On the beaches, where Burundians go to enjoy the cool breeze or take a dip in the lake, you would never guess that this is a country fresh out of war. At Borabora beach, you will be forgiven for thinking you have just landed on an exotic Caribbean island complete with speedboat rides, idyllic blue waters meeting the mountainous skyline, which a waitress tells me is actually in the Congo. On a white wooden deck next to the water, a cozy white settees with brightly coloured pillows offer comfort. A wooden hut next to the bar marks the owner’s dreamy domicile.

But the real Bujumbura experience is the main market in the centre of the town, where one can literally get anything they want.

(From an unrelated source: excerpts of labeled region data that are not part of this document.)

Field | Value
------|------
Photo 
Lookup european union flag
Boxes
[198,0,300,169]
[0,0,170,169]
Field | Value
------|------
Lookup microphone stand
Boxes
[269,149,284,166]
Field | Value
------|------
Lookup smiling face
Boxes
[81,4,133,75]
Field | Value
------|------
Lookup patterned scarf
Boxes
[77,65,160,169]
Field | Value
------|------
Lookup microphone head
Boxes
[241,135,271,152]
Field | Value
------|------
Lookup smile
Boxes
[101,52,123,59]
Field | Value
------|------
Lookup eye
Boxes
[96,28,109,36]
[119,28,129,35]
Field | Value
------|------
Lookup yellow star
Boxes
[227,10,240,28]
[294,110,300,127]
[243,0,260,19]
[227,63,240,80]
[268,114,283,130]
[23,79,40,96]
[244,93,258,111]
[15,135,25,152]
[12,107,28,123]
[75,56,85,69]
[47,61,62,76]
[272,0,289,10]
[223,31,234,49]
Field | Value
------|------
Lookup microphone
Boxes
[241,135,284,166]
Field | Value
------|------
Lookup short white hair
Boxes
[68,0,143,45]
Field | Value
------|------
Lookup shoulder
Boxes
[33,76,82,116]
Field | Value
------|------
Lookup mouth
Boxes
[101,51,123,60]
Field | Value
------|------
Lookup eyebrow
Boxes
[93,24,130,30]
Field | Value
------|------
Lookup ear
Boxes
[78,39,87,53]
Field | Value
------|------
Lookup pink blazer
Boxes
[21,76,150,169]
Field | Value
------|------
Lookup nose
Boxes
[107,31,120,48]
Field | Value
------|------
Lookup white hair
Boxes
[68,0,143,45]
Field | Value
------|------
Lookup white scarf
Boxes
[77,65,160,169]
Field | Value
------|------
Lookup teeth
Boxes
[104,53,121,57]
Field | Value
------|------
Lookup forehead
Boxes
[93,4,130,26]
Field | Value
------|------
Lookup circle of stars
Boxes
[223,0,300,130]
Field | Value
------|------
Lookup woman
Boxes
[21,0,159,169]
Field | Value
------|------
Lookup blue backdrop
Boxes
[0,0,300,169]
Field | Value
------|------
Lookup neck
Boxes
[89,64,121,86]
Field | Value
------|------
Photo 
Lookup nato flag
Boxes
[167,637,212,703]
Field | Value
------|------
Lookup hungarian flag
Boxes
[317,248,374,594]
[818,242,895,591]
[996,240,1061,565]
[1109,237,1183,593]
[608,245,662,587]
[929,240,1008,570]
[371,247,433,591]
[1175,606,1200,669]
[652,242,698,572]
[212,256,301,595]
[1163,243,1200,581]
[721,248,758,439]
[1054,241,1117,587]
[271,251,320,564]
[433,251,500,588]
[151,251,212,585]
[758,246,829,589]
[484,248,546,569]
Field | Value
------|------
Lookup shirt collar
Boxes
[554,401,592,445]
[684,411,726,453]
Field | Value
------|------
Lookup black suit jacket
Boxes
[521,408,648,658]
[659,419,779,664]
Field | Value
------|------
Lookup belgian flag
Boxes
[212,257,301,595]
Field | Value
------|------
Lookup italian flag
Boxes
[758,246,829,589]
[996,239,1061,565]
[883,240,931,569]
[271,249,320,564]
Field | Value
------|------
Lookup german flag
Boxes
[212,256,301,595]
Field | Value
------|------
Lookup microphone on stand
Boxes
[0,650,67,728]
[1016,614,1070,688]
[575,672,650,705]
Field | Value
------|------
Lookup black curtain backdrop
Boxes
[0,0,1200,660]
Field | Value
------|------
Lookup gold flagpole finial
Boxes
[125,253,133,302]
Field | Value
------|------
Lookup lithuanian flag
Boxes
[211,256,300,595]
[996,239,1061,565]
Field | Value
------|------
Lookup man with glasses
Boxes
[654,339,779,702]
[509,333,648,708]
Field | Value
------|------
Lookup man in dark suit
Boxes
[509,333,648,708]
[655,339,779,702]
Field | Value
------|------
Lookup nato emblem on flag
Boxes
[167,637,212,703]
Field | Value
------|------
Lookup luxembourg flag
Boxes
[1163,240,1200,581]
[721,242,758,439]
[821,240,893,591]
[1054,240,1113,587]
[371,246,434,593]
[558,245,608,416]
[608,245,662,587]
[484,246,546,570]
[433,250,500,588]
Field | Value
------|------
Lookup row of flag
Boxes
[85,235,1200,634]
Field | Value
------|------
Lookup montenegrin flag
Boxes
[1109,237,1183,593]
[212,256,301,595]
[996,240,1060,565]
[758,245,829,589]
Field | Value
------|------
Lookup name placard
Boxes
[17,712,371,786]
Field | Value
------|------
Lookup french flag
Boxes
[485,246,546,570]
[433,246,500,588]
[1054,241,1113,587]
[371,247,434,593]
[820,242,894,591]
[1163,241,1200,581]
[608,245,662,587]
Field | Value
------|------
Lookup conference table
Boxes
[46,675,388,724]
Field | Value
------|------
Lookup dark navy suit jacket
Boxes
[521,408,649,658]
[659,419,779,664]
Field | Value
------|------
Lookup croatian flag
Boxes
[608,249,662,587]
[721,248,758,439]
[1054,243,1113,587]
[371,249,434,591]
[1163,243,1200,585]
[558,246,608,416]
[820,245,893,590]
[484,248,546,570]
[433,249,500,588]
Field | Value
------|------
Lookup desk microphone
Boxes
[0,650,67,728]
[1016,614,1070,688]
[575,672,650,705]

Unlike markets in Rwanda, which are more orderly, here the immense variety of wares makes up for the chaotic bustle, beggars at the entrances side by side with fresh fish or fruit vendors. From spirits, locally processed palm oil, richly woven kitenges in a riot of colours, leather wallets, name it. Young wines sell for as cheap as four dollars, all bearing “imported by Kenya Wine Agencies Ltd labels.

If you thought the” rest of East Africa has little to learn from our smallest neighbour, you will be in for a shock. On Sunday mornings you will see groups of Burundians old and young, running or walking around the town, especially up into the surrounding hills and back. It’s a national obsession to keep fit and avoid lifestyle diseases. And those are the country’s ironies — a healthy beer culture with a pastor for president, a less than helpful disregard of timekeeping but a keen national sense of personal health not by expensive gym sessions or supplements but by simple weekly runs into the hills.